Así siguió la situación hasta que en 1967, Israel realizó un ataque preventivo a Siria, Egipto y Jordania e invadió los altos del Golán, Sinaí, Cisjordania y, por supuesto, la Jerusalén oriental. A partir de ese momento, el problema de la zona fue cómo llegar a un acuerdo que permitiera firmar la paz, que los palestinos tuvieran el estado creado en 1948 y que Israel devolviera, en seguridad, los territorios ocupados. Jerusalén no era todavía capital de Israel.

II

Como señalé en la Primera Parte, la Guerra de 1967 deparó una extraordinaria victoria a Israel, pero también implicó problemas que continúan hasta el día de hoy y de los cuales el menor no es el de los territorios ocupados.
En otra época, Israel se habría anexionado esos territorios sin especiales complicaciones. Tras la Segunda Guerra Mundial y los procesos de Nüremberg, un acto de esas características resulta inaceptable. A decir verdad, la legalidad internacional en bloque apunta a una retirada de los territorios conquistados por Israel.

En ese sentido, se orientó la diplomacia mundial incluida la de los Estados Unidos. Si semejante visión podría o no haber triunfado es algo que nunca sabremos porque en los años 70, el primer ministro israelí Menahem Begin –que contaba con un pavoroso pasado de terrorista– decidió trasladar la capital a Jerusalén. La acción fue rechazada por ir directamente contra el derecho internacional, incluso por los Estados Unidos.

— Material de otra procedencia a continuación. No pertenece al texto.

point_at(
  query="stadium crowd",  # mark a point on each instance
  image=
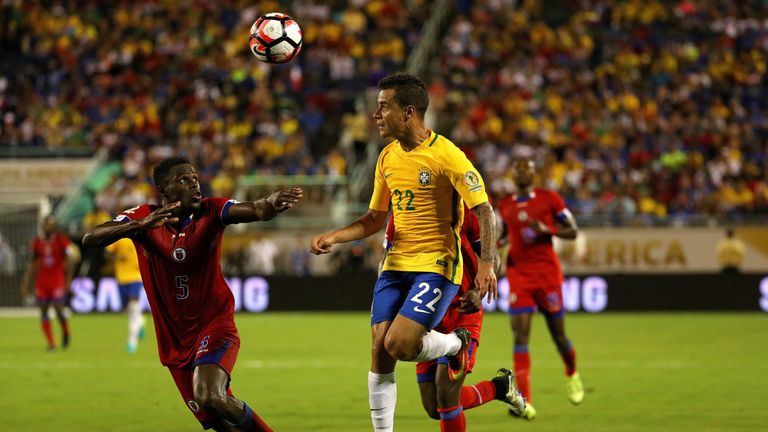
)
(637, 111)
(147, 79)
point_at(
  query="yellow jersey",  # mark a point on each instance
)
(126, 262)
(425, 188)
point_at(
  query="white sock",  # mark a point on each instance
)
(382, 397)
(135, 321)
(435, 345)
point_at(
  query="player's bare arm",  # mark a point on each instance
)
(471, 301)
(367, 225)
(485, 280)
(110, 232)
(265, 208)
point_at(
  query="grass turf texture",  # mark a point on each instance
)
(307, 372)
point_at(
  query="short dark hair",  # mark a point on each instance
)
(409, 90)
(161, 170)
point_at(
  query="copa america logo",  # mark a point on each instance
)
(179, 254)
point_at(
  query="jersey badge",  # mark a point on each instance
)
(179, 254)
(425, 176)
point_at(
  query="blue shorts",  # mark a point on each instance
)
(421, 296)
(130, 291)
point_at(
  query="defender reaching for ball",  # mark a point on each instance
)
(179, 249)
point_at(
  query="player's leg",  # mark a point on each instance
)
(183, 379)
(58, 305)
(130, 294)
(556, 325)
(388, 295)
(410, 337)
(45, 322)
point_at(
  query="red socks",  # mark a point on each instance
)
(569, 358)
(46, 324)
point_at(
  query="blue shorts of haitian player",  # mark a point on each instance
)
(421, 296)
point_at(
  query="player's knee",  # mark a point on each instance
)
(521, 339)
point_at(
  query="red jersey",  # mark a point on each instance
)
(470, 235)
(51, 254)
(181, 271)
(532, 259)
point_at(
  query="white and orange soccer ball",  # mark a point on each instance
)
(275, 38)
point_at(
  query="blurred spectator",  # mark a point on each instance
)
(146, 79)
(93, 258)
(730, 253)
(7, 258)
(261, 255)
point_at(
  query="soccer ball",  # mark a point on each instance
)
(275, 38)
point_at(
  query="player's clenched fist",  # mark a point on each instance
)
(321, 244)
(485, 280)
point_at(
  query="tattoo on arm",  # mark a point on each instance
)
(487, 222)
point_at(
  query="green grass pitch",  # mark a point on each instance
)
(307, 372)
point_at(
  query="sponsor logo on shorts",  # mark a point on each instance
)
(179, 254)
(203, 345)
(473, 181)
(193, 405)
(425, 176)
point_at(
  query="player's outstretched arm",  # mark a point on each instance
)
(368, 224)
(485, 280)
(265, 208)
(110, 232)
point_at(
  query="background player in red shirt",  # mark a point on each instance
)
(179, 249)
(51, 267)
(465, 311)
(531, 217)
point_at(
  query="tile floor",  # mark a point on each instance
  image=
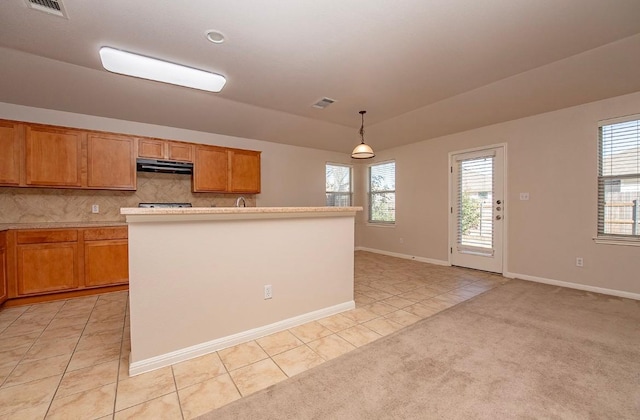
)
(69, 359)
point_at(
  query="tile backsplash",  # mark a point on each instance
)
(32, 205)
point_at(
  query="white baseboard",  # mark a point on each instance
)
(167, 359)
(404, 256)
(578, 286)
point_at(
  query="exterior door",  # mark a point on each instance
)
(477, 209)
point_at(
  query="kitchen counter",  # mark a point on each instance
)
(57, 225)
(197, 276)
(230, 213)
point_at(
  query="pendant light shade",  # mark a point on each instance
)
(362, 151)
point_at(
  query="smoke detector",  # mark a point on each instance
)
(323, 103)
(52, 7)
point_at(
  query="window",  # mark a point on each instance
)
(382, 193)
(338, 179)
(619, 179)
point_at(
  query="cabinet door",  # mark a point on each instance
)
(110, 162)
(151, 148)
(53, 157)
(210, 169)
(180, 151)
(106, 262)
(3, 268)
(9, 153)
(244, 171)
(47, 267)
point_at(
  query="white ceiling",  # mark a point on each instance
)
(421, 68)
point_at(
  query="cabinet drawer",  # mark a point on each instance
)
(46, 236)
(106, 233)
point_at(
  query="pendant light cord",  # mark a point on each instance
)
(362, 127)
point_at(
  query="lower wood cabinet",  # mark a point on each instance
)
(46, 261)
(4, 292)
(47, 267)
(106, 257)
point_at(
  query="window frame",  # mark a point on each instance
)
(340, 193)
(604, 180)
(371, 193)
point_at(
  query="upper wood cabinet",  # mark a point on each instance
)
(165, 149)
(180, 151)
(10, 152)
(37, 155)
(53, 156)
(244, 171)
(111, 162)
(210, 169)
(151, 148)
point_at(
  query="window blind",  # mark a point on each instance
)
(619, 179)
(382, 193)
(338, 185)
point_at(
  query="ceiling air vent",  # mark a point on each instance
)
(323, 103)
(53, 7)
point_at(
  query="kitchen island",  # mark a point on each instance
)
(198, 276)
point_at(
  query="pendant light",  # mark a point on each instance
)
(362, 151)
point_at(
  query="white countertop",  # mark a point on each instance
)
(137, 214)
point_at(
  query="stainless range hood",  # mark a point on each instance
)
(165, 166)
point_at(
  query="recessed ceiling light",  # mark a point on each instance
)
(215, 37)
(130, 64)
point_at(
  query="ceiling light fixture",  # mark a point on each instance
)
(215, 37)
(362, 151)
(130, 64)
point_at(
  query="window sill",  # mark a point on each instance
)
(604, 240)
(383, 225)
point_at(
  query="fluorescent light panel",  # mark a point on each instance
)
(123, 62)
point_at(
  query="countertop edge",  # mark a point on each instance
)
(59, 225)
(234, 210)
(138, 215)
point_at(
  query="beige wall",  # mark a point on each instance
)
(204, 289)
(291, 176)
(552, 157)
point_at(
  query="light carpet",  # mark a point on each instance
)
(521, 350)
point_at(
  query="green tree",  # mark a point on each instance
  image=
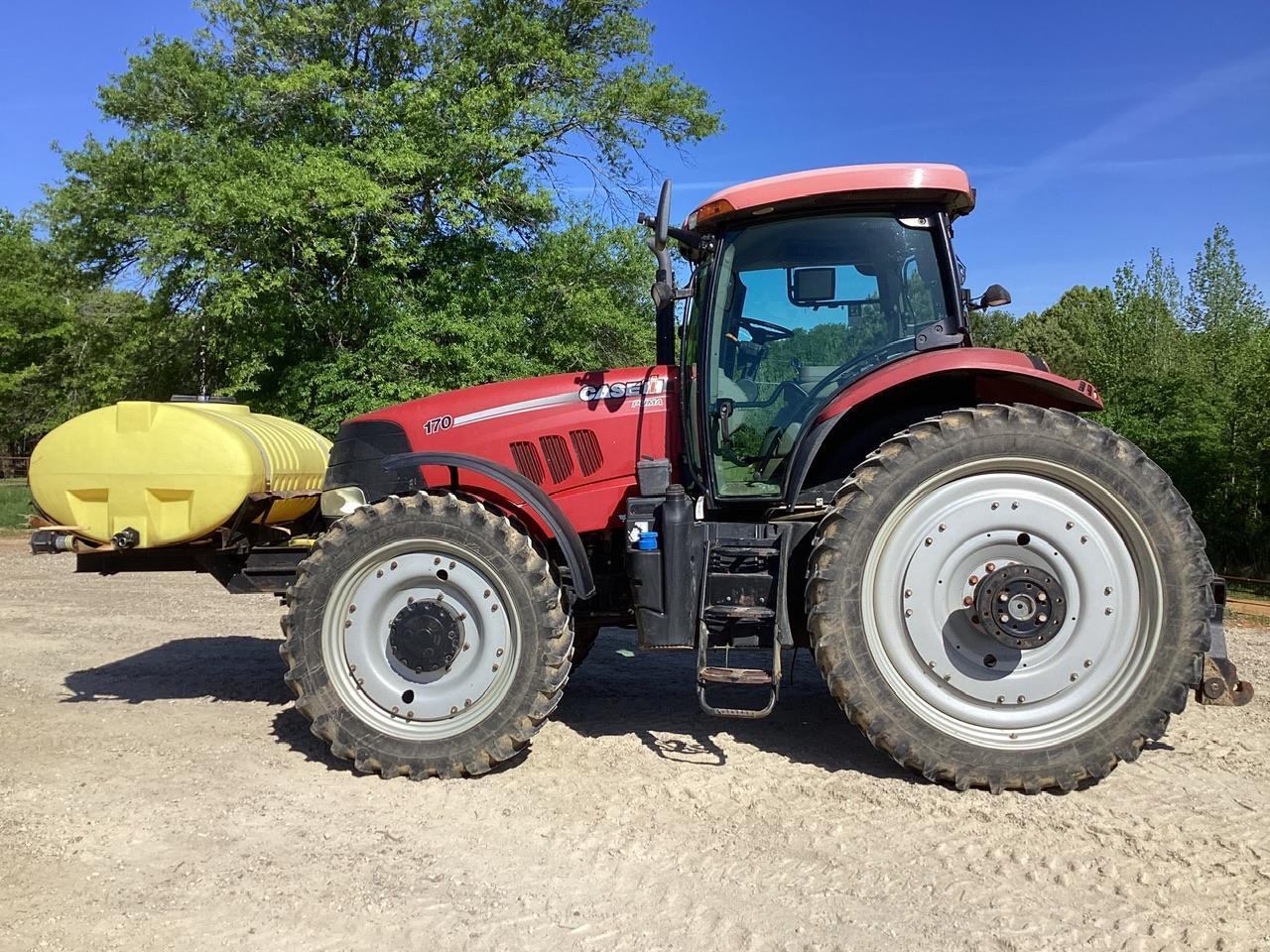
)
(68, 344)
(305, 180)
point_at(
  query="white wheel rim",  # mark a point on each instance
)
(372, 682)
(953, 674)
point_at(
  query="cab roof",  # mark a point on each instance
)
(947, 185)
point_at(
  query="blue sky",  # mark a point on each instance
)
(1093, 131)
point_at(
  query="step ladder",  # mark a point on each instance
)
(744, 557)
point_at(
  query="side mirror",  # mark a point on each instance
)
(812, 286)
(994, 296)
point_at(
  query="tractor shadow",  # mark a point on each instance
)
(620, 692)
(226, 667)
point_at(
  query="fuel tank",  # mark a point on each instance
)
(578, 435)
(173, 471)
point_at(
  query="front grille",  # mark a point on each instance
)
(559, 462)
(587, 447)
(527, 461)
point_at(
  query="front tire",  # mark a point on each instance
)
(1025, 511)
(425, 638)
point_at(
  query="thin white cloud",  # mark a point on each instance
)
(1130, 126)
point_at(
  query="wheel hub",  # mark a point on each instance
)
(1020, 606)
(425, 636)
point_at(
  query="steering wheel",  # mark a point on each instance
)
(761, 333)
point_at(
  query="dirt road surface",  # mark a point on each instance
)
(157, 788)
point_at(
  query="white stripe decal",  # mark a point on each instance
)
(520, 408)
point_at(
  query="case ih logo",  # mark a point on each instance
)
(621, 390)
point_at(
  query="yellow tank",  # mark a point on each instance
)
(173, 471)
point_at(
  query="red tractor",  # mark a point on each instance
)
(998, 592)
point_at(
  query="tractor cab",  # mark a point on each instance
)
(802, 286)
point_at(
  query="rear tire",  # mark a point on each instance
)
(917, 531)
(425, 638)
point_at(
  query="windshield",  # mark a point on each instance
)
(802, 308)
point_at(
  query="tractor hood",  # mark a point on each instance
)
(576, 435)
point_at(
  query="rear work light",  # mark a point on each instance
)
(710, 209)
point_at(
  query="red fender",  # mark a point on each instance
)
(1000, 377)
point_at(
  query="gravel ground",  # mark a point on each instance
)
(157, 788)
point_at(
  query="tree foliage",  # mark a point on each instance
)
(1184, 367)
(348, 202)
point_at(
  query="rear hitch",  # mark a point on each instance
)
(1219, 685)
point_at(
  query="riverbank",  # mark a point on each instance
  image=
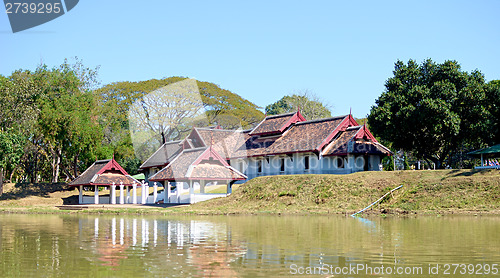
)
(423, 192)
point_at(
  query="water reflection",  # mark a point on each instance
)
(62, 246)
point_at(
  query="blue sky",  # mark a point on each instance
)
(343, 51)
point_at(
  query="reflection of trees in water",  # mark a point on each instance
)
(232, 246)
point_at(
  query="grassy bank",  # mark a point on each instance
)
(437, 192)
(441, 191)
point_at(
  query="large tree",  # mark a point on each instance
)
(11, 149)
(310, 106)
(433, 110)
(220, 106)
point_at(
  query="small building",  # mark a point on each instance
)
(487, 155)
(109, 174)
(196, 166)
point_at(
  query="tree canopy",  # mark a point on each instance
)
(310, 106)
(434, 110)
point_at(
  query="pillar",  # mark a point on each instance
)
(202, 186)
(167, 191)
(191, 192)
(143, 193)
(80, 195)
(122, 200)
(134, 193)
(96, 195)
(113, 194)
(155, 193)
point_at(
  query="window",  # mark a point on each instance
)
(340, 162)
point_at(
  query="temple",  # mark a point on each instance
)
(279, 145)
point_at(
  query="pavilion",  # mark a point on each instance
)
(197, 165)
(108, 173)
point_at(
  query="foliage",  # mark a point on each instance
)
(11, 150)
(311, 107)
(432, 110)
(221, 107)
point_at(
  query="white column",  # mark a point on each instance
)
(178, 187)
(155, 194)
(167, 191)
(96, 195)
(80, 195)
(96, 227)
(143, 193)
(134, 193)
(113, 231)
(122, 227)
(191, 192)
(113, 194)
(202, 186)
(122, 200)
(134, 231)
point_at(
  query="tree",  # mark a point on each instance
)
(432, 110)
(11, 150)
(221, 107)
(68, 117)
(310, 106)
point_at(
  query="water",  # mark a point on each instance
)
(247, 246)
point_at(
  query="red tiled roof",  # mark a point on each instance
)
(354, 141)
(276, 124)
(163, 155)
(194, 164)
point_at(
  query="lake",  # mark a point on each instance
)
(248, 246)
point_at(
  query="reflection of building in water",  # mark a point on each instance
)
(204, 246)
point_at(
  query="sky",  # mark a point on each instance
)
(342, 51)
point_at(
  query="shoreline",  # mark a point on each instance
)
(437, 192)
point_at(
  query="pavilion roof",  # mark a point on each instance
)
(277, 124)
(104, 173)
(163, 155)
(493, 151)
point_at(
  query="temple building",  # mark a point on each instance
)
(279, 145)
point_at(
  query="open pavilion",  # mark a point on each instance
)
(109, 174)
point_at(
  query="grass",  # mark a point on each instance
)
(430, 192)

Simplemente, no se podía reconocer una nueva capital en un territorio que estaba parcialmente sujeto a ocupación militar y era objeto de litigio. Así se mantuvo la situación por un par de décadas hasta que a mediados de los años 90, el Congreso estadounidense aprobó una norma que instaba a la Casa Blanca a reconocer Jerusalén como capital del Estado de Israel y a trasladar a esa ciudad la sede de la embajada.

Naturalmente, una cosa es lo que aprobara el legislativo en el que el peso de los lobbies sionistas es inmenso y otra cómo el ejecutivo actuara. Bill Clinton, George W. Bush y Barack Obama optaron por aceptar formalmente la norma legislativa y luego aplazarla de manera indefinida. Mantenían el respaldo de los lobbies sionistas y, a la vez, orillaban los conflictos internacionales derivados de ir más allá de un mero servicio de labios.

Y entonces llegó Donald Trump y decidió afirmar que la capital de Israel es Jerusalén y que la embajada de Estados Unidos va a trasladarse a este enclave. Para algunos, la declaración de Trump constituye una quiebra de la política de los anteriores presidentes. Por supuesto, semejante distanciamiento es visto como muy positivo por el primer ministro israelí Netanyahu, los lobbies sionistas y un porcentaje elevado de los cristianos evangélicos y como muy negativo por los que creen que Estados Unidos debería ser imparcial y ayudar a un final negociado del conflicto, por los palestinos y por las naciones islámicas en general.

No faltan los que consideran que, por añadidura, se trata de una torpeza porque entrega a Israel una pieza clave antes de que se comience la negociación. Mi impresión es que se trata de una jugada de Trump en términos meramente internos. De entrada, Trump ha contentado a los lobbies sionistas y a los votantes evangélicos que lo ven como la gran esperanza frente al desplome moral de Estados Unidos.

Mediante esta jugada, Trump les dice que sí, que tienen razón y que está con ellos de la misma manera que hizo con los exiliados cubanos en la Florida hace unos meses. Sin embargo, igual que sucedió con el tema de Cuba, la sensación es que poco o nada va a cambiar.

El traslado de la embajada a Jerusalén queda suspendido sine die, la solución de los dos estados sigue siendo la preferida y nada impide que Jerusalén sea también, en su zona oriental, la capital palestina. En otras palabras, se cambia lo suficiente para que todo siga igual, incluido el respaldo electoral de ciertos segmentos sociales. Y that´s all, friends.